YOLO-NAS Uncovered: Essential Insights and Implementation Techniques for Machine Learning Engineers

The latest state-of-the-art Object Detection architecture has excited the computer vision world.

13 min readJun 12, 2023

Introduction

Computer systems’ ability to understand objects in the real world has resulted in a number of applications in domains such as pose estimation (tracking key body joints), object detection, image classification, and more. These applications drive the core functionality in use cases such as surveillance cameras, autonomous vehicles, and robotics.

The plethora of research papers and applications in the world of computer vision is a testament to the feat our collective efforts and accumulated knowledge can achieve.

For example, PapersWithCode provides a platform that combines over 900 methodologies, more than 200 datasets, and an extensive academic collection of thousands of academic papers, all focusing on object detection and the broader landscape of computer vision.

This article presents key information on another novel neural network architecture from the research team at Deci that pushes state-of-the-art performance on object detection tasks and advances the frontier of computer vision application to research and real-world use cases.

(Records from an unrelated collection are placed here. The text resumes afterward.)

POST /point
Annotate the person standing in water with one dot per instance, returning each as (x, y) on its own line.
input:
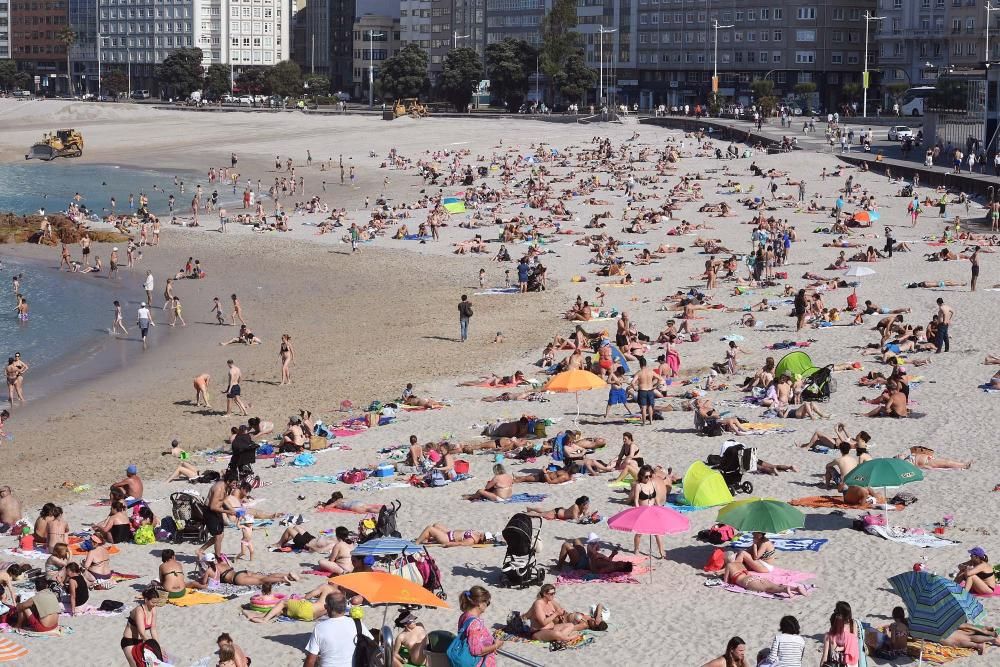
(119, 322)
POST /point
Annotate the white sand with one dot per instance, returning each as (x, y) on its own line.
(672, 621)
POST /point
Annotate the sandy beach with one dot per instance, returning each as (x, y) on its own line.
(364, 325)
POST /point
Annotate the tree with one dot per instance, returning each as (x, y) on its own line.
(559, 38)
(253, 81)
(115, 83)
(460, 76)
(180, 73)
(576, 78)
(67, 38)
(317, 85)
(217, 81)
(8, 72)
(508, 65)
(285, 79)
(405, 74)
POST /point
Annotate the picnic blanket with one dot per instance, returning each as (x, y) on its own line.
(193, 597)
(831, 502)
(905, 536)
(580, 642)
(781, 543)
(10, 651)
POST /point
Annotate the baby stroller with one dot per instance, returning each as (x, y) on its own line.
(821, 385)
(188, 511)
(735, 460)
(520, 567)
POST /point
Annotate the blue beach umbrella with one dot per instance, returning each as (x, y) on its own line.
(936, 606)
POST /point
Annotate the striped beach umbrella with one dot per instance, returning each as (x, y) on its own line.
(936, 606)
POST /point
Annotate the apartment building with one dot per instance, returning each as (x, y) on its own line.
(918, 38)
(376, 38)
(35, 44)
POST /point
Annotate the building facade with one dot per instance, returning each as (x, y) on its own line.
(35, 43)
(376, 38)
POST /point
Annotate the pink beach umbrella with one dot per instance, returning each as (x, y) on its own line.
(650, 520)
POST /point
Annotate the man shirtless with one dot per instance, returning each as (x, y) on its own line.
(644, 382)
(201, 389)
(233, 388)
(10, 509)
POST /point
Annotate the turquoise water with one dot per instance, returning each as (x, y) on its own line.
(26, 187)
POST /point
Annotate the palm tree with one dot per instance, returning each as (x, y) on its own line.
(67, 37)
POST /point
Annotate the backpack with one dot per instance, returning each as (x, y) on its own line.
(367, 652)
(459, 653)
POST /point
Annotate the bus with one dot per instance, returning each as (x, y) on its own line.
(914, 99)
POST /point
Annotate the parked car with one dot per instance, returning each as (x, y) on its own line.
(900, 132)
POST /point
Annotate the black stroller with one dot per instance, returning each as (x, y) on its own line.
(520, 566)
(735, 461)
(821, 385)
(188, 512)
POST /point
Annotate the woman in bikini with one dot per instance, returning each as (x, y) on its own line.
(287, 355)
(438, 534)
(572, 513)
(498, 489)
(141, 626)
(735, 574)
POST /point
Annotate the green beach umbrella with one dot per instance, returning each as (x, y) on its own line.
(884, 472)
(761, 515)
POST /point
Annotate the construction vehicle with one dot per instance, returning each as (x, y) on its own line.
(61, 143)
(410, 106)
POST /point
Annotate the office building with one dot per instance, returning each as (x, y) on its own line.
(376, 38)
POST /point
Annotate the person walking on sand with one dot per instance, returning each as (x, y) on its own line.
(464, 315)
(233, 388)
(945, 315)
(201, 389)
(287, 355)
(237, 311)
(145, 320)
(147, 285)
(119, 322)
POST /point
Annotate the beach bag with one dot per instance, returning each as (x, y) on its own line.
(144, 535)
(459, 653)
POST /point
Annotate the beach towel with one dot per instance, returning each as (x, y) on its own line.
(193, 597)
(781, 543)
(831, 502)
(904, 536)
(579, 642)
(9, 651)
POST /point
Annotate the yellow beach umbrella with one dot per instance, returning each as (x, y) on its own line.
(573, 382)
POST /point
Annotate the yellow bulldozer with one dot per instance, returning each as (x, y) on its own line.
(61, 143)
(409, 107)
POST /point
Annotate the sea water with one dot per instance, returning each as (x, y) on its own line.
(27, 187)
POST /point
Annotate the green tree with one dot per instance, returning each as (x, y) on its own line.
(180, 73)
(285, 79)
(253, 81)
(560, 40)
(462, 72)
(317, 85)
(403, 75)
(576, 78)
(115, 83)
(67, 37)
(217, 81)
(8, 72)
(508, 66)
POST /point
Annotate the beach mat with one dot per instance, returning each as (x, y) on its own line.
(831, 502)
(193, 597)
(11, 651)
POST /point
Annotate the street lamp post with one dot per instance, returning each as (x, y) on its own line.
(601, 31)
(864, 78)
(371, 65)
(715, 61)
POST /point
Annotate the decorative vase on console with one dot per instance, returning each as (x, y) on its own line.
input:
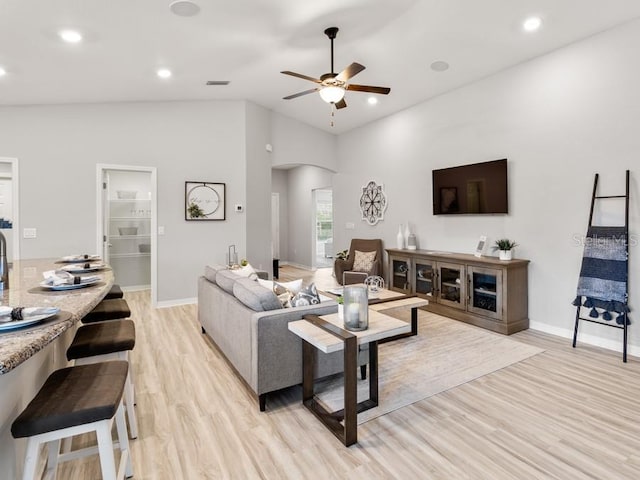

Deci offers a deep learning platform that seamlessly facilitates processes involved in deep learning models, such as their management, implementation, deployment and maintenance. To create YOLO-NAS, the latest deep neural network architecture that improves previous object detection models, Deci’s research team leveraged their proprietary software, industry experience, and knowledge gained from working with prominent organizations within the computer vision domain.

In this article, we explore the following:

Brief summary of object detection tasks within the field of computer vision.
The importance of the YOLO (You Only Look Once) architecture.
The concept of Network Architecture Search (NAS).
Deci’s Automated Neural Architecture Construction (AutoNAC)
Discovery of YOLO-NAS using AutoNAC.
The application of Hybrid Quantization in YOLO-NAS to reduce the size of the network for real-time operation on edge devices.
Techniques employed in YOLO-NAS for improved training and performance, such as Post-Training Quantization (PTQ), Quantization-Aware Training (QAT), and Quantization Aware Blocks (QAB).

Primer: Object Detection Overview

For many machine learning practitioners exploring the domain of computer vision(CV), object detection is the typical entry point CV task that directly correlates with providing real-world value, meaning practitioners can quickly implement CV techniques in applications deployed to solve actual problems.

What is Object Detection?

Object detection is the task of identifying and localizing objects present in an image, multiple images, or a sequence of images (video). The output of deep learning models designed and developed to solve computer vision problems are bounding boxes or masks around the identified and localized objects.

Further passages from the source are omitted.